As South Korean observers have noted, the president's power to appoint persons to senior and deputy ministerial positions not only has administrative significance but also is an important political tool for balancing factional interests within the president's party and for rewarding loyalty. The South Korean media closely scrutinize high-level appointments for clues to politics within the ruling party. The announcement in early 1990 of plans to merge the ruling party and two of the three major opposition parties and to institute a cabinet-responsibility form of government produced even more intensive interest in cabinet appointments.

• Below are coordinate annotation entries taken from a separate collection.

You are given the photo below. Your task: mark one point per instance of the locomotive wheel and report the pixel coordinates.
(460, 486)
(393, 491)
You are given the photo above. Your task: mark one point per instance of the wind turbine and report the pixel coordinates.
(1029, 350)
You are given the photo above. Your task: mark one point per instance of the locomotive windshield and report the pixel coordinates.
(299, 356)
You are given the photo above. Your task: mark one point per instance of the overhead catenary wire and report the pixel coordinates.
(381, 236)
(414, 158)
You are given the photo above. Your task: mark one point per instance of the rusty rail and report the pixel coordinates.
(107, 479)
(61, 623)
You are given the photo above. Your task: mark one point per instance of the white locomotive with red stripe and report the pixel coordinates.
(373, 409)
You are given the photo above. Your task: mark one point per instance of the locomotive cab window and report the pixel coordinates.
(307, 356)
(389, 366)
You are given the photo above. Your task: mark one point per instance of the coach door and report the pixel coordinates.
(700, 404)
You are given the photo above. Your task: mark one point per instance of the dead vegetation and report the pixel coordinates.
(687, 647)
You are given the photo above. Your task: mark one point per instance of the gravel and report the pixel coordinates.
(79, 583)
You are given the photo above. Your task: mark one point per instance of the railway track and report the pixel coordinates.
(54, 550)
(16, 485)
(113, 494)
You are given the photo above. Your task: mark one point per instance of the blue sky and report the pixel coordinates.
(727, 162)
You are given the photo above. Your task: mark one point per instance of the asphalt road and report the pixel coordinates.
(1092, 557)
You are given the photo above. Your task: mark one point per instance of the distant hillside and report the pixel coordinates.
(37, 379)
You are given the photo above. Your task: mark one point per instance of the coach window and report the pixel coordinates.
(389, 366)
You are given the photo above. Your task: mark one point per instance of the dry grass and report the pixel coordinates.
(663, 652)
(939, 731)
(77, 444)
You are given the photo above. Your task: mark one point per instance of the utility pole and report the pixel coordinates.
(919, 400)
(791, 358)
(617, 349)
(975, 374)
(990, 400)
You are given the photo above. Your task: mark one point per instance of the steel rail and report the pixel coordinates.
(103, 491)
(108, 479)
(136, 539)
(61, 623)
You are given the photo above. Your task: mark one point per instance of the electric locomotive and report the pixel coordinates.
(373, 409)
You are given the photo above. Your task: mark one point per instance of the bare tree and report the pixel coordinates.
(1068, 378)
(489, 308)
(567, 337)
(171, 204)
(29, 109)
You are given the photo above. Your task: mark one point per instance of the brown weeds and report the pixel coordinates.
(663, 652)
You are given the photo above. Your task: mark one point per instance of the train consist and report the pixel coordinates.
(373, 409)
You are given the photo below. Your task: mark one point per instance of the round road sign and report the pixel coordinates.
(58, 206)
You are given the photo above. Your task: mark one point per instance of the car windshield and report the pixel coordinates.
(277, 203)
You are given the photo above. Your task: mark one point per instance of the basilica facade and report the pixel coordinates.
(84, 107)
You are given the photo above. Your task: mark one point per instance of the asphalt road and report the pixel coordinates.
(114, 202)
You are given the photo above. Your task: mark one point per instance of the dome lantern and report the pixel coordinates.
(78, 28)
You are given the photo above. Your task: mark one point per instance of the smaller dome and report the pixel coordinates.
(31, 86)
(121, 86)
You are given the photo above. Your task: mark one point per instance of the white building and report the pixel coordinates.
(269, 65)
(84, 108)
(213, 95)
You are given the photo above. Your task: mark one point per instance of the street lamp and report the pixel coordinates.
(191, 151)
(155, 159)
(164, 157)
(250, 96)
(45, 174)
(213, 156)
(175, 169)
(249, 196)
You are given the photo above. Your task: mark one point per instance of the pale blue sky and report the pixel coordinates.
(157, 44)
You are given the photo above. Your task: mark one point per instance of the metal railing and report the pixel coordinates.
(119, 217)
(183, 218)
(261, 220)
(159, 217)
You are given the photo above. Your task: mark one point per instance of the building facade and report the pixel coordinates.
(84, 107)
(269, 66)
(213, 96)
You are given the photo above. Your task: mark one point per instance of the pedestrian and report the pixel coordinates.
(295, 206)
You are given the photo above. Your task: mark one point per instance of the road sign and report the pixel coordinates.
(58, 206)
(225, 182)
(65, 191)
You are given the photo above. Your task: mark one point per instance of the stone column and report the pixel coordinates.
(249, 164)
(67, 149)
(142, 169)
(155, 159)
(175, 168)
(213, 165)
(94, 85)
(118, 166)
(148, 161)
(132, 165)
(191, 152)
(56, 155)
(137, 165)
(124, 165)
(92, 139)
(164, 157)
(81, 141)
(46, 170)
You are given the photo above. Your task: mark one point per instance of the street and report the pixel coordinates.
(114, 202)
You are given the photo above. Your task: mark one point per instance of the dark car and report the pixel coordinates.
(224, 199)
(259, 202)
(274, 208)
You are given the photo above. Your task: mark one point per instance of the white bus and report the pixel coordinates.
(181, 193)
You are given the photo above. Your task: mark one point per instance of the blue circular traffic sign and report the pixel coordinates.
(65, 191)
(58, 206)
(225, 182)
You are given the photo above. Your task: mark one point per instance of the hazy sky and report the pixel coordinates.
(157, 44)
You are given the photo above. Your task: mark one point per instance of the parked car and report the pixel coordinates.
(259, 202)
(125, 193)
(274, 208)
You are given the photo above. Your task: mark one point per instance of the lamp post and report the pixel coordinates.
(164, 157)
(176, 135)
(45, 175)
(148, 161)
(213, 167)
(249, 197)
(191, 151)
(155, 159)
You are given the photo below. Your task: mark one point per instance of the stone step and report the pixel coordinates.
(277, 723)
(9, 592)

In 1989 a presidentially appointed Administration Reform Commission concluded a fourteen-month study concerning the structure of the government. In reporting its findings to the president, the panel proposed a number of changes, including the merger or abolition of several State Council ministries and other government agencies. Faced with strenuous lobbying by officials of the agencies concerned, the ruling party and government administration tabled most of the recommendations. Several proposals were implemented. The new Ministry of Culture, established in late 1989 from the former Ministry of Culture and Information, was placed under the initial direction of Yi O-yong, a prominent essayist and literary critic. The new ministry continued the cultural and artistic functions of its predecessor and also took over responsibilities concerning national and public libraries and national language policy from the Ministry of Education. The establishment of the Ministry of Environment, upgraded from the former Office of Environment within the M2bd Ministry of Health and Social Affairs, acknowledged that national development over the preceding three decades had often neglected environmental concerns. Its establishment redeemed a pledge made in both the 1980 and 1987 constitutions that the people of South Korea "shall have the right to a healthy and pleasant environment," and that the government would take measures for environmental protection.